Other causes of left side or right side lower back pain
Other causes of lower back pain located only on the left or right side can include the following. This list is not exhaustive and there are many other problems that can contribute to back pain.
• Spinal stenosis. This condition occurs when the intervertebral column begins to encroach upon the spinal cord.
• Scoliosis. An abnormal curvature in the spine which can be easily detected by X-RAY.
• Spondylolysis. A defected vertebrae which can be detected with an X-RAY.
• Lumbar strain
• Facet joint pain
• Spinal fractures and fractured vertebrae
• Dislodged bone fragments
• Disease. Check for any abnormal lumps although in most cases it is a benign lymphoma.
• Bladder and kidney problems. These can be diagnosed with a cystoscopy and biopsies. This is usually accompanied with fever and nausea and urinary problems.
• Sacroiliac Joint Pain (SJP). The sacrum consists of 5 vertebrae fused together and are joined to the iliac bones. This joint can cause pain due to muscle imbalances, natural wear and tear of the joint and loss of bone strength.
• Muscle imbalances between each side of the spinal erectors. This can be caused by one side of the lower back being stronger than the other. Common causes of this are misalignment”s in the body causing the user to overcompensate for one side.
What causes herniated disc pain?
A disc herniation involves a disc that has been damaged and is now situated beyond its normal anatomical range. The disc may be bulging slightly or the bulge may be large and may be encroaching upon spinal nerves. It all depends on the size of the bulge and the amount of space in the spinal canal. People may have large disc herniation’s yet have no symptoms of sciatica due to having a large amount of space in their spinal canal. Inversely, a person may have a small disc bulge yet have excruciating pain in their legs as they have a narrow spinal canal and the disc is pressing on nerves.

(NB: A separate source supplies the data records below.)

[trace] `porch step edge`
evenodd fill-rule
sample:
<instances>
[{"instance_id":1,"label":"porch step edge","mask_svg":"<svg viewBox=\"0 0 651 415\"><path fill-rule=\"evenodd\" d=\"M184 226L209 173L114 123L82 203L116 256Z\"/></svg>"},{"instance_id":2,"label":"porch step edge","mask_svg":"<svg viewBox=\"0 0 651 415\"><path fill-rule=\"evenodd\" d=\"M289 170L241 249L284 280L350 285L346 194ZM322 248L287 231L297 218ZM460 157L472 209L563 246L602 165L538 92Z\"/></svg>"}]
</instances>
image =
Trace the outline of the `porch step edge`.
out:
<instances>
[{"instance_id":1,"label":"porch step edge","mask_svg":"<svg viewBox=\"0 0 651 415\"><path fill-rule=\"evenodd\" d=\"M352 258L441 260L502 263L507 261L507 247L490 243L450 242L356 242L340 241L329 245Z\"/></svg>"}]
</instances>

Be aware that people can also have large disc herniation’s and be asymptomatic. The body can “adapt” to a herniated disc in such a way that the pain is lessened.
Lower back pain caused by a bulging or herniated disc is due to:
• Inflammation, especially if the injury is new or the disc has been reinjured
• Chemical irritation. This occurs as the nucleus pulposus (the substance within the disc) is treated as a foreign material when it comes into contact with the human body. Chemical irritation may also be produced from a disc that is pressing on nerves and the protective sac (thecal sac) containing the spinal nerves; this occurs because nerves and the sac do not come into contact with other hard structures such as discs and vertebrae – they are only surrounded by spinal fluids. The thecal sac contains spinal fluid that provides nutrition to the spinal cord and nerves.
• Mechanical irritation. This occurs when performing movements such as bending forward or backward; it is a pain signal warning the person to maintain a neutral spine and not execute a large range of motion while it heals the disc injury.